Falando de coisas mais práticas, uma ideia que faz caminho é a da sociedade em plexiglass. Parece que a grande solução para o desconfinamento seria a introdução do plexiglass nas nossas vidas. Quem investir em plexiglass fica rico, esqueçam as apps e as startups. Esta é a manufatura futura. Comecemos pelos restaurantes. Toda a gente sabe que a alegria do restaurante, aquilo a que chamamos o ambiente, é uma das suas qualidades. A comida pode ser boa, mas um restaurante vazio e silencioso, onde os criados espiam o menor gesto e ouvem as conversas, é de evitar. Mesmo um Michelin estrelado. Vai-se ao restaurante para conversar, comer, conversar mais, beber. A chamada convivialidade, uma das palavras mais recentes e mais usadas, uma das palavras mais horríveis, é a base da ida ao restaurante. Imagine que para ir ao restaurante tem de usar luvas, máscara e botas de plástico, tem de ser testado com um termómetro, tem de ser borrifado com desinfetante e untado com gel, tem de ficar a milhas das outras mesas, tem de encomendar por linguagem gestual, usando menos perdigotos infecciosos, visto que o criado está a dois metros da mesa, e tem — aqui entra a ideia luminosa — de ficar separado dos outros comensais, incluindo os seus, por um plexiglass.

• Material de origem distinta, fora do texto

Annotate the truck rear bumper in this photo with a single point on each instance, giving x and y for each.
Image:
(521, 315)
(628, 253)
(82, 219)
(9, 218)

É verdade, um separador de plexiglass proteger-nos-á do corona e fará com que possamos jantar e almoçar à vontade, do nosso lado do acrílico, autorizando-nos a falar com a boca cheia. Claro que a ideia da sobremesa partilhada fica posta de parte, e sabe Deus como esta ideia vingou desde o assassínio do açúcar, e a ideia de uma ‘vaquinha’, um prato a meias, também. Para os casais felizes que apenas puxam do telemóvel e não dizem uma palavra durante a refeição, enquanto falam com os amigos no Facebook e fotografam a comida para o Instagram, a introdução do plexiglass não prejudicará. Para todos os outros, as pessoas normais, olhem, habituem-se.
Deixarão também de ir ao restaurante, e de andar de avião, onde o plexiglass separará os assentos, as crianças e os velhos. As crianças porque são assintomáticas, sobrevivem e são perigosas para os adultos. E os velhos porque são doentes facilmente infetados e são um perigo para toda a gente, além de serem uma custosa maçada. Os velhos ficam confinados, e as crianças, que lidam mal com o plexiglass, logo se vê. Pode ser que inventem o restaurante com creche acoplada. Ora, o preço do bitoque e do arroz de marisco, do flan e da mousse caseira, não vai ser o mesmo. Vai custar mais do que andar de avião, para compensar os custos da proteção. Os hospitais privados já começaram a tributar-nos a dita.
Não podemos pôr de lado estas duas boas ideias, a da pandemia pior e a do plexiglass, porque na sociedade zombie onde vamos viver é assim que vai ficar tudo bem.»